Il viceammiraglio Takahashi doveva rimanere a Davao con la 5ª Divisione incrociatori formata dall'Ashigara (ammiraglia), dal Nachi, dal Myoko e dall'Haguro, per intervenire in caso di necessità. Tuttavia il Myoko fu colpito da una bomba il 4 gennaio 1942, nel corso di un'improvvisa incursione di dieci quadrimotori Boeing B-17 Flying Fortress, e dovette tornare a Sasebo per le riparazioni.[11][16] Il piano giapponese prevedeva, per la sera del 10 gennaio 1942, un doppio sbarco sulla costa orientale per avviluppare i difensori in una sacca nella parte sud-occidentale dell'isola, dove erano situati il porto e la cittadina di Tarakan, all'epoca abitata da circa 7 000 persone. Nelle vicinanze sorgeva inoltre un rudimentale ma prezioso aeroporto, obiettivo secondario dell'attacco.[17][18]

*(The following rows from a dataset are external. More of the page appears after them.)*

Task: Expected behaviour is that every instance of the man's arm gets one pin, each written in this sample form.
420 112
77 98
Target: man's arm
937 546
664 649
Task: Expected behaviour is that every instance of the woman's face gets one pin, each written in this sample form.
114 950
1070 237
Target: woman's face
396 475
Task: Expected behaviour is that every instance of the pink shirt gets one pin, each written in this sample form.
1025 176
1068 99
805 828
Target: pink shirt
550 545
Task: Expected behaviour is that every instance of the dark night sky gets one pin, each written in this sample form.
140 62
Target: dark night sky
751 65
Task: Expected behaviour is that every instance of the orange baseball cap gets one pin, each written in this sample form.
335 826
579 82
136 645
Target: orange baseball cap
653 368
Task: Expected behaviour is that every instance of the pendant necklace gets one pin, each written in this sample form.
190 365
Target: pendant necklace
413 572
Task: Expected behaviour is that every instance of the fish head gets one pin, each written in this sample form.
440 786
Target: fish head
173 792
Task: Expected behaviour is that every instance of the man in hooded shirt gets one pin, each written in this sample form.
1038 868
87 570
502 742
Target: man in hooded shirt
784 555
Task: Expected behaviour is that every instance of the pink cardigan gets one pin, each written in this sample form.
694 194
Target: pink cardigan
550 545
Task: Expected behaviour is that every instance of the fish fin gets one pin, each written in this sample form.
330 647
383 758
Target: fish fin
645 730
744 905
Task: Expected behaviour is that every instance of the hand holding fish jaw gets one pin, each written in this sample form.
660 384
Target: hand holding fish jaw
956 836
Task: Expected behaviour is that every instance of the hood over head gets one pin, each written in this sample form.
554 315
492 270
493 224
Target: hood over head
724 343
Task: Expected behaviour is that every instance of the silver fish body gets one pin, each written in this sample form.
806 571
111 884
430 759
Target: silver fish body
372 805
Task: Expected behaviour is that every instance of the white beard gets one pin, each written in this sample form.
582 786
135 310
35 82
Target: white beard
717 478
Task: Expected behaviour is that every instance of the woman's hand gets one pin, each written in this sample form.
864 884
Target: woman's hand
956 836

Regno dei Paesi Bassi[modifica | modifica wikitesto]

L'isola di Tarakan aveva un'assai modesta guarnigione, centrata sul 7º Battaglione fanteria del Koninklijk Nederlandsch-Indisch Leger o KNIL (l'esercito coloniale dei Paesi Bassi). Il suo comandante, tenente colonnello Simon de Waal, poteva contare anche sulle difese del porto, sostanzialmente due cannoni costieri da 120 mm e quattro altri da 75 mm.[19] In totale si trattava di 1 300 uomini, dei quali una buona parte erano indigeni indonesiani.[18] Sulle pista aerea di Tarakan il servizio aeronautico del KNIL non aveva alcun velivolo, né l'aviazione di marina aveva di stanza qualche effettivo sull'isola. Proprio all'inizio del gennaio 1942, infatti, gli aerei erano stati richiamati a Giava o a Sumatra, oppure spostati nell'aeroporto di Samarinda a nord-nord-est di Balikpapan. Allo stesso modo la Koninklijke Marine aveva evacuato in massa le acque del Borneo e, a Tarakan, era rimasto solamente il posamine Prins van Oranje.[19]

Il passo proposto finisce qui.